Tuttavia, per pacifica posizione giurisprudenziale, esso è considerato di proprietà del condominio. In assenza, infatti, di un titolo contrario, si tratta di una conclusione che si raggiunge per semplice presunzione «in materia di condominio, la zona esistente in profondità al di sotto dell’area superficiaria che è alla base dell’edificio, in mancanza di un titolo che ne attribuisca ad alcuno di essi la proprietà esclusiva, rientra per presunzione in quella comune tra i condomini. (Cass. Sez. 6 – 2, Ordinanza n. 29925 del 18/11/2019)».
In particolare, la Cassazione giunge a tale conclusione anche in considerazione del disposto di cui all’art. 840 cod. civ., secondo il quale la titolarità del suolo si estende anche al sottosuolo «Lo spazio sottostante il suolo di un edificio condominiale, in mancanza di un titolo che ne attribuisca la proprietà esclusiva ad uno dei condomini, va considerato di proprietà comune, per il combinato disposto degli artt. 840 e 1117 c.c… (Cass. sent. n. 6154/2016)».
Quindi, alla luce delle precedenti affermazioni giurisprudenziali, una volta accertata l’appropriazione del sottosuolo comune, per la Corte di Appello in esame è stato inevitabile concludere per il rispristino dello status quo ante.

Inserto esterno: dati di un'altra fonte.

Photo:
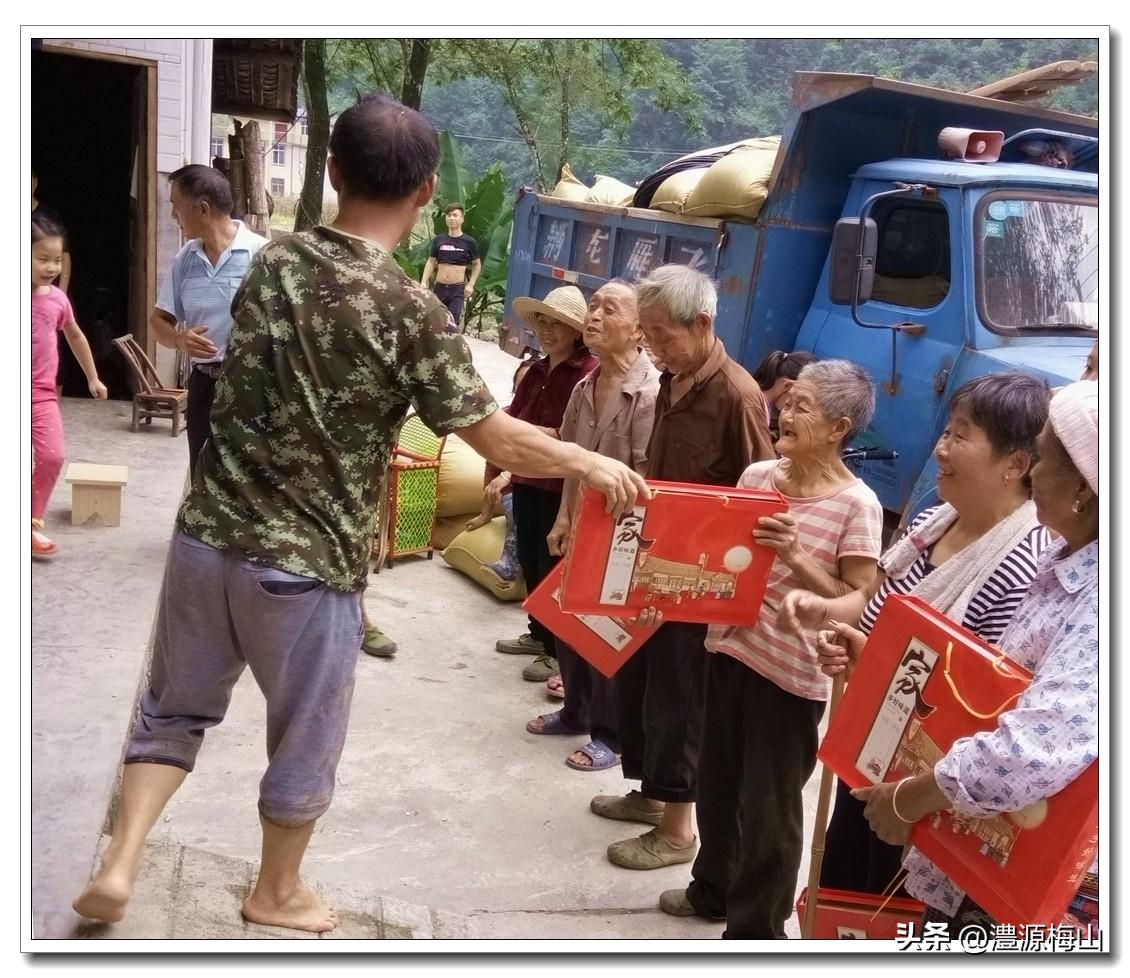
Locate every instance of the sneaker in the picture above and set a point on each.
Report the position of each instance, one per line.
(524, 645)
(651, 850)
(377, 643)
(629, 807)
(540, 669)
(676, 903)
(42, 545)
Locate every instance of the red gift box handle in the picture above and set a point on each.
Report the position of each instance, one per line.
(961, 699)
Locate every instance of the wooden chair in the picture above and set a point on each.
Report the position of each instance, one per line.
(414, 479)
(151, 399)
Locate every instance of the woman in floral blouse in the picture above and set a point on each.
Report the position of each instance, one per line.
(1054, 634)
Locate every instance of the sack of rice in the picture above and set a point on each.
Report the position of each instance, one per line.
(610, 190)
(737, 184)
(568, 187)
(672, 192)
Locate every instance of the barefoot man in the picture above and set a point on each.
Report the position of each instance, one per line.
(330, 346)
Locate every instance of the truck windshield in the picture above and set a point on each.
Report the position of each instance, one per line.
(1037, 264)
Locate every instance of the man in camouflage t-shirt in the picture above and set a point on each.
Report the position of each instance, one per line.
(331, 345)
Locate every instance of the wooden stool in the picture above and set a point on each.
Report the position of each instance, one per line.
(96, 490)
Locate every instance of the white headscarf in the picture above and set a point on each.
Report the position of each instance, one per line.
(1074, 414)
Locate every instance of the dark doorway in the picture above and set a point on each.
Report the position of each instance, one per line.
(84, 144)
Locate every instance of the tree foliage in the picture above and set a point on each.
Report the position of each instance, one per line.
(550, 86)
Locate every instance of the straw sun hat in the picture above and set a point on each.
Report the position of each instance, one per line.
(566, 304)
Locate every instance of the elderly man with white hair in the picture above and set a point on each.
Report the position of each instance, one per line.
(710, 425)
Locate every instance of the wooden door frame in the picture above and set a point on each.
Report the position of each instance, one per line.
(141, 300)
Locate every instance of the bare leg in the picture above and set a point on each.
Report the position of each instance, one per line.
(146, 789)
(676, 825)
(280, 899)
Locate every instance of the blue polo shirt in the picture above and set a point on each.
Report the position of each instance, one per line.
(197, 293)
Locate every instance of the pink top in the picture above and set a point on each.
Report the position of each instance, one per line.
(50, 313)
(848, 522)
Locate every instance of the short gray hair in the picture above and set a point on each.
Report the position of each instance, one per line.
(843, 389)
(681, 291)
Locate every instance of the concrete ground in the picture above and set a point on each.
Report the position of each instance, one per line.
(449, 820)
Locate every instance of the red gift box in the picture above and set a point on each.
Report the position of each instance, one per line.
(843, 915)
(605, 642)
(923, 682)
(687, 552)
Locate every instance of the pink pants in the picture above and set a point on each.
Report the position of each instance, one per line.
(46, 452)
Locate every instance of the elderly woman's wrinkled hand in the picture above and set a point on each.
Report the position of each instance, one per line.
(496, 487)
(780, 533)
(879, 812)
(837, 649)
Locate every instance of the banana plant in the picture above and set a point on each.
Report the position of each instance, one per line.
(488, 217)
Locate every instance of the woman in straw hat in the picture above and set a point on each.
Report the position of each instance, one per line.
(1054, 634)
(557, 321)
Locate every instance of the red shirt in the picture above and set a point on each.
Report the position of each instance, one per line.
(541, 398)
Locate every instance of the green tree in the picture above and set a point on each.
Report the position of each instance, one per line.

Il condominio, infatti, non aveva autorizzato alcuna iniziativa in tal senso.
I proprietari responsabili avevano, invece, limitato, indebitamente, l’uso e il godimento di un bene altrui «Nessuno di costoro, pertanto, può, senza il consenso degli altri, procedere all’escavazione del sottosuolo per ricavarne nuovi locali o per ingrandire quelli preesistenti, in quanto, attraendo la cosa comune nell’orbita della sua disponibilità esclusiva, limiterebbe l’altrui uso e godimento ad essa pertinenti».
Occupazione sine titulo: brevi cenni sulla prova per il risarcimento
Ancora una volta, una corte di merito precisa che il danno da occupazione sine titulo non è automatico, che è collegato alla potenziale fruttuosità del bene e che è compito del presunto danneggiato dimostrare di aver perso delle occasioni di sfruttarlo o di aver subito un altro tipo di danno «Il condominio non ha dimostrato, e prima ancora neppure allegato, né di aver perso occasioni di sfruttamento del sottosuolo illegittimamente occupato, né di aver sofferto altri pregiudizi patrimoniali, lasciando così la sua pretesa sfornita di allegazione e prova».
Nel caso in commento, nulla di tutto ciò è stato comprovato.
L’ente, infatti, non ha potuto dimostrare che il sottosuolo era, anche, solo potenzialmente sfruttabile economicamente e/o di aver perso la possibilità di concederlo, previo corrispettivo, a qualcuno (come, invece, sarebbe possibile per un appartamento, a titolo di locazione). In ragione di ciò, il rigetto della domanda risarcitoria è stato inevitabile.